Chacun des Etats africains acteurs craint des effets de retour de cette crise : le Nigeria sur les Etats du Nord, la Libye sur ses propres nomades, le Soudan sur la rébellion au Sud. Il est vrai que les frontières représentent plus une velléité administrative qu’une réalité politique pour des populations dont les conceptions de l’espace ne sont pas « figées ». Le Tibesti ouvre sur le même désert au nord et au sud, l’est se situe dans la continuité du Darfour soudanais peuplé de Zaghawas, les mêmes Peuls migrent sur tout l’espace sahélien...

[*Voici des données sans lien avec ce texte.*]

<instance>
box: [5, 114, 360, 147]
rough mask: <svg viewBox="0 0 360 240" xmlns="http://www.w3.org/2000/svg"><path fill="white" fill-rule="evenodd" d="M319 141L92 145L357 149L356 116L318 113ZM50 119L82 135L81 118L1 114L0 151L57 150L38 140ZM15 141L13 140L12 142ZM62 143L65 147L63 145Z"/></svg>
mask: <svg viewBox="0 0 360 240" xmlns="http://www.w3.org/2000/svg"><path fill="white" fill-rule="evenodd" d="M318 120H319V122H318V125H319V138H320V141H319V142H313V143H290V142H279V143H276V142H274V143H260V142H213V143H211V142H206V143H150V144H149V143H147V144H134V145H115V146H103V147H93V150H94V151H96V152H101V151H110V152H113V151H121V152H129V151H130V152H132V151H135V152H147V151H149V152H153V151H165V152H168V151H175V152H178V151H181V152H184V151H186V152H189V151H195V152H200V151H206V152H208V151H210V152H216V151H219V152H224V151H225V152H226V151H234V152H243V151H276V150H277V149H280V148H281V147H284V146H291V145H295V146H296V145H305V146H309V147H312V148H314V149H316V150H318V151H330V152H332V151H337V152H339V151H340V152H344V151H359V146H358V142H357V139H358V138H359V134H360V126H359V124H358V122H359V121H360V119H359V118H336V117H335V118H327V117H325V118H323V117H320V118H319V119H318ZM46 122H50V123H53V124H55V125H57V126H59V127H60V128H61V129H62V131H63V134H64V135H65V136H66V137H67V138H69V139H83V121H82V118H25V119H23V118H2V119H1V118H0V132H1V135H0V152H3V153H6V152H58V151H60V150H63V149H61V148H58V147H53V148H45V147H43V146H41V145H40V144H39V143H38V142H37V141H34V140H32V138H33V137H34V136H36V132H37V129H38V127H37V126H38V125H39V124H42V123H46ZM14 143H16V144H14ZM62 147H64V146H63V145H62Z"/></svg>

La France s’est investie au Tchad pour défendre un régime qu’elle avait mis en place après l’indépendance. Peu à peu, elle est entrée dans la logique de crise avec les mêmes options que les autres (choix d’un clan vainqueur, logique de puissance...) ; mais pas plus que les autres elle n’en a tiré un avantage durable. Au contraire, elle a largement contribué à déresponsabiliser les Tchadiens, remplissant les caisses publiques chaque fois qu’un nouveau chef d’Etat, issu d’une action militaire, promettait la « réconciliation nationale » et la « démocratie ».

Paris s’est brouillé par à-coups avec les autorités de N’Djamena - en mars 2000, son ambassadeur a été expulsé du pays, un an après l’expulsion de l’attaché de défense et des agents des services de renseignement. On peut s’interroger : la France choisit-elle de faire le « gros dos » et d’y maintenir des troupes parce qu’elle croit à une issue, ou parce qu’elle ne veut pas démentir quarante ans de « politique tchadienne » ? Ni perdre - après la Centrafrique - son dernier point d’appui en Afrique centrale ?


(1) Par exemple l’assassinat d’Outel Bono par le président Tombalbaye en 1973, d’Idriss Miskine en 1984, ou d’Abbas Koty plus récemment.